Look ahead to 2011. EPA’s most recent agenda of regulatory projects states that the agency expects in April 2011 to finalize the rule adding hazardous pharmaceutical wastes to the federal universal waste program.

The universal waste regulations, EPA said, are less stringent than current Resource Conservation and Recovery Act hazardous waste regulations.

Allegations of violations of the act at the Department of Veterans Affairs Eastern Kansas Health Care System led to a settlement in August 2009.

Although the agreed-on civil fine was $51,501, the settlement’s supplemental environmental project was estimated to cost $482,000.

The legal document describing the settlement states that the health system must select and purchase a pharmaceutical tracking software package that will evaluate and identify pharmaceuticals in the hospital formulary by hazard classification.

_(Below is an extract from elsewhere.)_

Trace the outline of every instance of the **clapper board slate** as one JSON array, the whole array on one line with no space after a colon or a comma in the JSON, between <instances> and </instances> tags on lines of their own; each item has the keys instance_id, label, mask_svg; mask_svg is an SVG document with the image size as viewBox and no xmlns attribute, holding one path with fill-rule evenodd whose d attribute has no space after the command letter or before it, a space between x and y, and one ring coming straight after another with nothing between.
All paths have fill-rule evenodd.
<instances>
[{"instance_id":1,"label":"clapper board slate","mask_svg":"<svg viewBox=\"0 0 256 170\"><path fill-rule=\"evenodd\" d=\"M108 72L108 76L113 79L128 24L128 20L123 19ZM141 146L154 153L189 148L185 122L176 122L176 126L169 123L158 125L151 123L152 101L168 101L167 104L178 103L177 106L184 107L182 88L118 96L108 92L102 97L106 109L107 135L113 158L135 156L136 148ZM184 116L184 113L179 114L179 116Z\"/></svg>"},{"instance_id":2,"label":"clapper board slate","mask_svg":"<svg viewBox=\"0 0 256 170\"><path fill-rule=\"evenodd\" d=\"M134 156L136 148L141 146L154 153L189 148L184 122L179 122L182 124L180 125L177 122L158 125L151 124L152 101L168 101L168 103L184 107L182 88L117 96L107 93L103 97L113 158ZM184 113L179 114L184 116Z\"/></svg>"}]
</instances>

This software was estimated to cost $35,000.

Paul R. Walker, chief of the health system’s pharmacy service, said in a written statement that selection of the vendor to provide the software has been a two-step process.

"Step one was researching what software might be available, have vendors make presentations, and then writing a statement of work to be used by our Contracting Office. Step two is regulatory requirements from the Contracting Office to find a vendor that best meets the statement of work requirements.

"We are now at step two waiting for contracting to tell us who will provide the service," he said in the statement.